So, having fallen into that dangerous 10pm sofa snooze last night, I was woken by Paul saying "GCSEs are gone". News was carefully passed on to tame right-wing newspapers leaked that Gove would be replacing GCSEs with O-Level style exams in 2015. The Grauniad picked up the story when it could. Some of the chatter on Twitter last night offered further details, that it would be graded 1-6, with 7 being a fail. Paul pointed out that wasn't Gove recreating O-Levels - he's bringing in Scottish Standard Grades. Recreating his own childhood north of the border perhaps?

There will apparently be a consultation. I suggest everyone who has ever been to, has any children at, plans to send any children to, or feels like employing anyone who has ever been to a school in England, Wales and Northern Ireland at some point, submits their responses to this consultation. Too many people are confusing rote learning with rigour, and the two couldn't be further apart.

A-Levels
Every year, I and my students get a good bashing from the media and pretty much everyone not involved in teaching, to say that exams are getting too easy, and that we are sending idiots off to their universities unable to do the basics. The sensible response of universities to any perceived grade inflation would surely be to raise the offer level? After all, when I went to Cambridge I had to get AAA. Earlier generations had to get AAB, and now students are routinely asked for A*AA to get into Natural Sciences at Cambridge. Seems like a logical and rational choice if one feels that an A grade isn't a true representation of a clever and able individual.

So the Torygraph proclaiming that students are accepted onto degree places with E grades simply makes me wonder whose fault it is that universities are getting students unable to cope with the basics of their subject. Some of my students with D and E grades did get into university - however, with my blessing they've mostly gone to do foundation courses that will give them a further chance to get that grounding, and they'll be better graduates at the end of it. Let's face it, when the shitty syllabus from Edexcel waffles on about plant stanols at the expense of the ornithine cycle, there's not a lot I can do to give the students that grounding is there?

Teaching
I love teaching, I do. Being in the lab or classroom is where I feel most alive, and I really enjoy my work when students have those "I get it" moments. By and large, I agree wholeheartedly with this article about being a teacher. I also have no desire to go up into management. Anything taking me away from my students is bad (though I am happy to have a couple of hours remission to coordinate our HND course).

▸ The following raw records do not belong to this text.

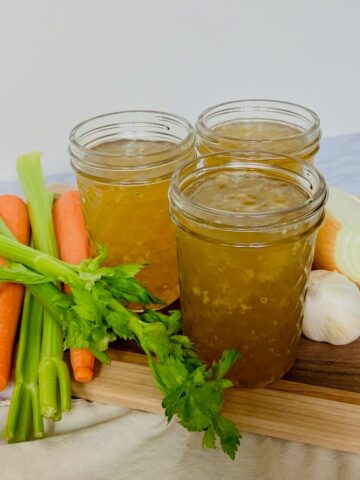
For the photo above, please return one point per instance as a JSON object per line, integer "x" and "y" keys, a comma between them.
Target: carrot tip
{"x": 3, "y": 383}
{"x": 83, "y": 374}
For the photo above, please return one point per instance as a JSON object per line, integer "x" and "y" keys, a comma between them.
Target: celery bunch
{"x": 95, "y": 314}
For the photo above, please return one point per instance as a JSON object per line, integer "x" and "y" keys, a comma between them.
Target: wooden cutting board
{"x": 296, "y": 409}
{"x": 318, "y": 401}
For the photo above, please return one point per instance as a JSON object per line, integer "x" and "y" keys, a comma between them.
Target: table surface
{"x": 99, "y": 442}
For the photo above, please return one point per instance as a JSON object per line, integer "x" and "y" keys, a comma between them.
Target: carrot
{"x": 14, "y": 212}
{"x": 73, "y": 247}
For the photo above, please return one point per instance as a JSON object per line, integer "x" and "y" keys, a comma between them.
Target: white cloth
{"x": 102, "y": 442}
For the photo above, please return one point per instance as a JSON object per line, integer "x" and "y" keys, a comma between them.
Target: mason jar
{"x": 123, "y": 163}
{"x": 246, "y": 233}
{"x": 259, "y": 125}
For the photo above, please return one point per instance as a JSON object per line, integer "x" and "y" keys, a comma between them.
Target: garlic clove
{"x": 332, "y": 308}
{"x": 338, "y": 241}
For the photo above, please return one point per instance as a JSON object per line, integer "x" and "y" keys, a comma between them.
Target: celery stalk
{"x": 54, "y": 379}
{"x": 25, "y": 405}
{"x": 24, "y": 415}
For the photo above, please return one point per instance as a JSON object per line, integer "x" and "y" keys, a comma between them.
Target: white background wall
{"x": 63, "y": 61}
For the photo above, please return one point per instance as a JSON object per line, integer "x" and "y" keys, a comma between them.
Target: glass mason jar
{"x": 123, "y": 162}
{"x": 245, "y": 238}
{"x": 259, "y": 125}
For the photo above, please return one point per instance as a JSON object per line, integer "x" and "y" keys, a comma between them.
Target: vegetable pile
{"x": 93, "y": 313}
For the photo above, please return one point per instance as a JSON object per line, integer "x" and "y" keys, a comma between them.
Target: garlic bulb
{"x": 338, "y": 240}
{"x": 332, "y": 308}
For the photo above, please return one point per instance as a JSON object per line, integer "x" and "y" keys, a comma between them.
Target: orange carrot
{"x": 14, "y": 212}
{"x": 73, "y": 246}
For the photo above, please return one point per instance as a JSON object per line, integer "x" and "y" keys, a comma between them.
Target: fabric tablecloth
{"x": 101, "y": 442}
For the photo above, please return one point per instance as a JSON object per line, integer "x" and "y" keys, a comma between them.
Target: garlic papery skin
{"x": 338, "y": 240}
{"x": 332, "y": 308}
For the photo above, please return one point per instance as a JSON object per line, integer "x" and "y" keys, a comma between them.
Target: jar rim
{"x": 225, "y": 219}
{"x": 262, "y": 104}
{"x": 74, "y": 143}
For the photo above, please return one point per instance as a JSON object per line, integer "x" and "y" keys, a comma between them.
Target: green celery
{"x": 94, "y": 312}
{"x": 54, "y": 379}
{"x": 24, "y": 418}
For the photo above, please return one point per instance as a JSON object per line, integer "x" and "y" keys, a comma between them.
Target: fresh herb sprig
{"x": 96, "y": 313}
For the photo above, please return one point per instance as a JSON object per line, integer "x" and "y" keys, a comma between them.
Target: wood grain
{"x": 317, "y": 403}
{"x": 314, "y": 415}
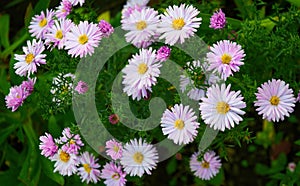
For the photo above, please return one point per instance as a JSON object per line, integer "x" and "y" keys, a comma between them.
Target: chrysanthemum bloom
{"x": 105, "y": 28}
{"x": 274, "y": 100}
{"x": 218, "y": 20}
{"x": 56, "y": 35}
{"x": 15, "y": 98}
{"x": 65, "y": 163}
{"x": 225, "y": 57}
{"x": 81, "y": 87}
{"x": 141, "y": 73}
{"x": 113, "y": 175}
{"x": 114, "y": 149}
{"x": 163, "y": 53}
{"x": 142, "y": 25}
{"x": 205, "y": 167}
{"x": 41, "y": 23}
{"x": 63, "y": 9}
{"x": 180, "y": 124}
{"x": 222, "y": 108}
{"x": 33, "y": 57}
{"x": 139, "y": 157}
{"x": 89, "y": 168}
{"x": 82, "y": 39}
{"x": 47, "y": 145}
{"x": 179, "y": 23}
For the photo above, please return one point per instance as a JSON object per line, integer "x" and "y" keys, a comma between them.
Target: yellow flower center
{"x": 179, "y": 124}
{"x": 29, "y": 58}
{"x": 83, "y": 39}
{"x": 274, "y": 100}
{"x": 64, "y": 156}
{"x": 87, "y": 168}
{"x": 141, "y": 25}
{"x": 43, "y": 22}
{"x": 177, "y": 24}
{"x": 142, "y": 68}
{"x": 138, "y": 157}
{"x": 59, "y": 34}
{"x": 222, "y": 107}
{"x": 226, "y": 59}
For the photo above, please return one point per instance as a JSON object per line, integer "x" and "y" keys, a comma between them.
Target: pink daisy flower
{"x": 225, "y": 57}
{"x": 41, "y": 23}
{"x": 82, "y": 39}
{"x": 205, "y": 167}
{"x": 274, "y": 100}
{"x": 179, "y": 23}
{"x": 180, "y": 124}
{"x": 33, "y": 57}
{"x": 114, "y": 149}
{"x": 89, "y": 169}
{"x": 222, "y": 108}
{"x": 113, "y": 175}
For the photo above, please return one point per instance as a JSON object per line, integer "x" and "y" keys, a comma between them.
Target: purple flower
{"x": 218, "y": 20}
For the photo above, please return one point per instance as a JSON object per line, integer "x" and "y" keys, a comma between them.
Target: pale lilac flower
{"x": 222, "y": 108}
{"x": 218, "y": 20}
{"x": 225, "y": 58}
{"x": 47, "y": 145}
{"x": 274, "y": 100}
{"x": 113, "y": 175}
{"x": 179, "y": 23}
{"x": 89, "y": 168}
{"x": 65, "y": 163}
{"x": 180, "y": 124}
{"x": 139, "y": 157}
{"x": 40, "y": 24}
{"x": 205, "y": 167}
{"x": 82, "y": 39}
{"x": 141, "y": 73}
{"x": 114, "y": 149}
{"x": 33, "y": 57}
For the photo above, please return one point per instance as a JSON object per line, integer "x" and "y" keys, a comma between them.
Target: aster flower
{"x": 88, "y": 171}
{"x": 222, "y": 108}
{"x": 207, "y": 166}
{"x": 40, "y": 24}
{"x": 82, "y": 39}
{"x": 65, "y": 163}
{"x": 114, "y": 149}
{"x": 33, "y": 57}
{"x": 180, "y": 124}
{"x": 225, "y": 57}
{"x": 142, "y": 25}
{"x": 218, "y": 20}
{"x": 139, "y": 157}
{"x": 141, "y": 73}
{"x": 47, "y": 145}
{"x": 274, "y": 100}
{"x": 113, "y": 175}
{"x": 179, "y": 23}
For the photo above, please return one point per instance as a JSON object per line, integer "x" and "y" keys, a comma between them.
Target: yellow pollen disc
{"x": 43, "y": 22}
{"x": 29, "y": 58}
{"x": 64, "y": 156}
{"x": 83, "y": 39}
{"x": 222, "y": 107}
{"x": 274, "y": 100}
{"x": 138, "y": 157}
{"x": 141, "y": 25}
{"x": 142, "y": 68}
{"x": 87, "y": 168}
{"x": 226, "y": 59}
{"x": 59, "y": 34}
{"x": 179, "y": 124}
{"x": 177, "y": 24}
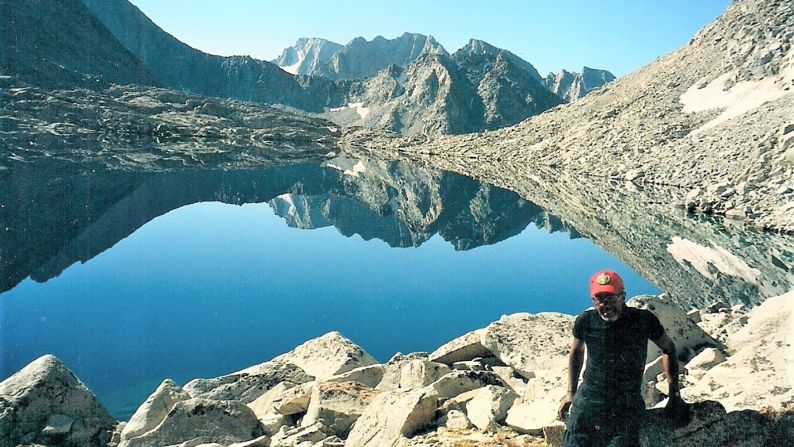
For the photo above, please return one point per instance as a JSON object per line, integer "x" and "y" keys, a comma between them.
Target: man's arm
{"x": 575, "y": 361}
{"x": 670, "y": 364}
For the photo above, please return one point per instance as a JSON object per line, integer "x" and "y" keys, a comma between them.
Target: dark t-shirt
{"x": 616, "y": 354}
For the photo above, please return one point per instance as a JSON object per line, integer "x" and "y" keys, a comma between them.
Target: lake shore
{"x": 499, "y": 385}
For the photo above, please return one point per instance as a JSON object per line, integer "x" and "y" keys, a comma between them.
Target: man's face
{"x": 609, "y": 306}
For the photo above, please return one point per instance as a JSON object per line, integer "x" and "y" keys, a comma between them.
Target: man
{"x": 607, "y": 408}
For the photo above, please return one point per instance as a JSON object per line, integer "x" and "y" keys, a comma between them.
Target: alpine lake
{"x": 131, "y": 277}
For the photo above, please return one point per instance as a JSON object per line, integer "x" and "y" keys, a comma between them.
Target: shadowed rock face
{"x": 54, "y": 215}
{"x": 56, "y": 43}
{"x": 176, "y": 65}
{"x": 695, "y": 260}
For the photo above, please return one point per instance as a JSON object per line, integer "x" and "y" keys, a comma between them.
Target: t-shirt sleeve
{"x": 653, "y": 327}
{"x": 578, "y": 327}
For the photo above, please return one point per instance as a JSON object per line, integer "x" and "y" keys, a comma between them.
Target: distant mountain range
{"x": 409, "y": 84}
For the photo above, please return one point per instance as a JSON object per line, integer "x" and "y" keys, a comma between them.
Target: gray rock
{"x": 457, "y": 420}
{"x": 687, "y": 336}
{"x": 392, "y": 415}
{"x": 409, "y": 374}
{"x": 247, "y": 385}
{"x": 328, "y": 355}
{"x": 57, "y": 425}
{"x": 370, "y": 375}
{"x": 458, "y": 382}
{"x": 571, "y": 86}
{"x": 337, "y": 405}
{"x": 199, "y": 421}
{"x": 463, "y": 348}
{"x": 156, "y": 407}
{"x": 45, "y": 400}
{"x": 530, "y": 344}
{"x": 488, "y": 408}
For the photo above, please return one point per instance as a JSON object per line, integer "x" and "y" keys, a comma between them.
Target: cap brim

That said, I did object a little to this paragraph:
I'm very fortunate to be teaching English. If I was a geography teacher I might need pupils to have understood Oxbow lakes, if I were a maths teacher I might need them to know about surds but as an English teacher I want them to understand more than using English devices to generate rapport: I get to give them the opportunity to be a better human being.
Now, English teachers get a rather rosy treatment in Hollywood, what with Dangerous Minds, Freedom Writers, Dead Poets Society and so on. But English teachers absolutely do not have the monopoly on being inspirational teachers, giving students the chance to be "better human beings" or getting their charges climbing on the desk shouting "O Captain! My Captain!" (though my lab technician would be furious if she found footprints on the benches!).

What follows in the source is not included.